Cripes, Les, talk about not seeing the forest fire for the trees (what's more, most of them trees look like the pathetic X-mas tree on A Charlie Brown Christmas). 

We need a president who has more than two modes: John Wayne or Judy Garland.

Good foreign policy should be metronomic in pace—measured, steady, dependable. That's especially true when you're the world's only superpower, and you want to keep things that way.  The key is to inspire respect, trust and faith in your judgement. That’s called leadership. But for six years now, George W. Bush's foreign policy has resembled a pendulum swinging out of control, lurching wildly from hubris to "help us."
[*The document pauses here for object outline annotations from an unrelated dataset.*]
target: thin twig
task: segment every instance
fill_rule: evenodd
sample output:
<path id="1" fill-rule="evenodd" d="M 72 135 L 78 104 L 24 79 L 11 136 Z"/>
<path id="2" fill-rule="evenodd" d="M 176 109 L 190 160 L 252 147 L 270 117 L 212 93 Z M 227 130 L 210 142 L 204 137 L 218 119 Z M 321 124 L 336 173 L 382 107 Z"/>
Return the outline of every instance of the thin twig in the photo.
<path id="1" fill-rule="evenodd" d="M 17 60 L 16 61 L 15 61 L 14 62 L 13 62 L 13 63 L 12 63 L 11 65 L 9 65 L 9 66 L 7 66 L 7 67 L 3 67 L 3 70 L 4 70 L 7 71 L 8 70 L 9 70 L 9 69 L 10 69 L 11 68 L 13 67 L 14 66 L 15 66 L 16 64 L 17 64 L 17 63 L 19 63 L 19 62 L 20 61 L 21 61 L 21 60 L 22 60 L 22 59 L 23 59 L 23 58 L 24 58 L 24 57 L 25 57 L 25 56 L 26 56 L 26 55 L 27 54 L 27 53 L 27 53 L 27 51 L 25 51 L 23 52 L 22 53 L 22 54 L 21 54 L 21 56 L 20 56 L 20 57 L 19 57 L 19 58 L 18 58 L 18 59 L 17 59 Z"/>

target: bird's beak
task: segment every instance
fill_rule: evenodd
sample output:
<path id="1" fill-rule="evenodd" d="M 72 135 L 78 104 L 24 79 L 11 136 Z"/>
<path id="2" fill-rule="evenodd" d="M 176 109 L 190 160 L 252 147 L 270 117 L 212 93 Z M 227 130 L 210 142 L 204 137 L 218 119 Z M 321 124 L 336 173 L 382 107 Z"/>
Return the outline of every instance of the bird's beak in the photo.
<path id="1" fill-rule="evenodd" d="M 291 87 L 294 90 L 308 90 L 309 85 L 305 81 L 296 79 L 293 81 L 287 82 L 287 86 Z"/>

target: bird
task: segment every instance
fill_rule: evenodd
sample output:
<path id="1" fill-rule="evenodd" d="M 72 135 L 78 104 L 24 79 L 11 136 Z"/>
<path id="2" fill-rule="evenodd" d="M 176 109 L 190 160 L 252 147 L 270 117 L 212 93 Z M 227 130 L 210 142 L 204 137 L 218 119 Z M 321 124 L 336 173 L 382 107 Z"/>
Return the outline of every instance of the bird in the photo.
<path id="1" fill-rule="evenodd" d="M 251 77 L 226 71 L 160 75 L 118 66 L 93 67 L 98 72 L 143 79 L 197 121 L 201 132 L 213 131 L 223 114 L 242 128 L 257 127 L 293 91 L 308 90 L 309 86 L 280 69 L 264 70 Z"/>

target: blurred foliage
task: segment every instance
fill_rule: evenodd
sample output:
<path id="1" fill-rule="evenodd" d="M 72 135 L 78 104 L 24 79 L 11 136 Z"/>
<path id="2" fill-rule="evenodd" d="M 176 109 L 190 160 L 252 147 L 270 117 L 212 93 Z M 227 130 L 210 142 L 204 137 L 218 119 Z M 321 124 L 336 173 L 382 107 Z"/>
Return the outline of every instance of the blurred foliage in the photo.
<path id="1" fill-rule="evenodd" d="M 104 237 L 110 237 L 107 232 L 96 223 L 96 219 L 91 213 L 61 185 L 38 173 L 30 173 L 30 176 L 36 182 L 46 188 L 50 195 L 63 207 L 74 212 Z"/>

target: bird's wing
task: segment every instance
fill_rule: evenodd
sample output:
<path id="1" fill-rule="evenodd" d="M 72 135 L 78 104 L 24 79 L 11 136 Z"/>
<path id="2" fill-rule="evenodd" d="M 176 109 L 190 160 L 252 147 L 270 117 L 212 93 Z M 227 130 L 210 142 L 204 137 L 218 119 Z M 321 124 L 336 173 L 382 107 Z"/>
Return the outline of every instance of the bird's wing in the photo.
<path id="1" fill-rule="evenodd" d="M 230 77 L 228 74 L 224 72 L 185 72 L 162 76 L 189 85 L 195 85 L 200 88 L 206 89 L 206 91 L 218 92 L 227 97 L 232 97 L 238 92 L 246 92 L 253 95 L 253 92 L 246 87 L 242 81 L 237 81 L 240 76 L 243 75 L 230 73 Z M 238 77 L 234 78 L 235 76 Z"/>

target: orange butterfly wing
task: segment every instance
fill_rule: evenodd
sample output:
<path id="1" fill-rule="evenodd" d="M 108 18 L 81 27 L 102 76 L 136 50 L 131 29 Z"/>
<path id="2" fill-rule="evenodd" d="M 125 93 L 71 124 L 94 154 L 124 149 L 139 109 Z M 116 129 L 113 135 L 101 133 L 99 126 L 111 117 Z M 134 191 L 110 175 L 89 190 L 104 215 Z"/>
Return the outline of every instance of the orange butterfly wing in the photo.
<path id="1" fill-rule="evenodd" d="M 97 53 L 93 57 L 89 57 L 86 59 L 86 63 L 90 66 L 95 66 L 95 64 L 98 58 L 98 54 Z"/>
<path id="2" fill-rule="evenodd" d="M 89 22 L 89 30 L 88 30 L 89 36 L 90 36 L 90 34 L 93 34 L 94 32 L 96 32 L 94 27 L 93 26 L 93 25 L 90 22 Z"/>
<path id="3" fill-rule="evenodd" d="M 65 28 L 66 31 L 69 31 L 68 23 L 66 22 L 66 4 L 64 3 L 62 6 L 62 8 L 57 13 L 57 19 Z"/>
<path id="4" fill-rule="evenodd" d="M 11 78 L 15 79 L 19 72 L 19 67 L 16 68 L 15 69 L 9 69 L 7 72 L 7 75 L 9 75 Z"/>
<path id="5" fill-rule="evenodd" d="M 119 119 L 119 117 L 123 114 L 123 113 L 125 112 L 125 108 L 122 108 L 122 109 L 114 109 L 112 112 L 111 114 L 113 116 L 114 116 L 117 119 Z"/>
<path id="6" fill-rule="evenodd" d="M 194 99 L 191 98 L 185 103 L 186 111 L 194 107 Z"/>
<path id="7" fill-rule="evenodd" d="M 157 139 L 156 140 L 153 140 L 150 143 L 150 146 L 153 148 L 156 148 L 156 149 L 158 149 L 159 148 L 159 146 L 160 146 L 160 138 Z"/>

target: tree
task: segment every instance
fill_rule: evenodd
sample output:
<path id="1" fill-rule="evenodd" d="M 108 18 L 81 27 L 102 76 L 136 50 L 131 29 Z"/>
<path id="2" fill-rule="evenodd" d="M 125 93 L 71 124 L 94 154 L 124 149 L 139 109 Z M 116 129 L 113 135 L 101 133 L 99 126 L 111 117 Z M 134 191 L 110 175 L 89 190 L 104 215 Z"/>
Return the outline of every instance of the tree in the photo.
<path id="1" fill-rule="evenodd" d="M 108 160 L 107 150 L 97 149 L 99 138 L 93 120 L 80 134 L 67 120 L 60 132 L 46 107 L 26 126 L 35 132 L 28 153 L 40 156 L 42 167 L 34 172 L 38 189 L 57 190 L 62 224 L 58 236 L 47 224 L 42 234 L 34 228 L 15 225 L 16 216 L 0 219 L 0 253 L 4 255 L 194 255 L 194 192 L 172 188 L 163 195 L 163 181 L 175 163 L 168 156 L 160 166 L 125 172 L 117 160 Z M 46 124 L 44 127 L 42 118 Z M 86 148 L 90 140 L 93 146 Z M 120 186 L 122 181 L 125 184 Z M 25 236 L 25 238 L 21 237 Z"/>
Despite the "stay the course" rhetoric, there's been little that is steady or dependable about it, and not surprisingly it has inspired little respect or trust around the world. In Bush's first term, the pendulum swung too far toward in-your-face unilateralism. Now, in his second term it has swung dramatically back toward the most squeamish sort of multilateralism—the kind of thinking that says, "Without partners, I don't dare make a move."

 

Les Jones's picture

Dammit!

Who told Andy the incantation? Now we're going to have to go to training and memorize all new incantations.  


Hey, Les, why don't we just call each other assholes and get it over with. - Somebody on the old Southknoxbubba.net (if that was you, claim your quote and win net.fame!)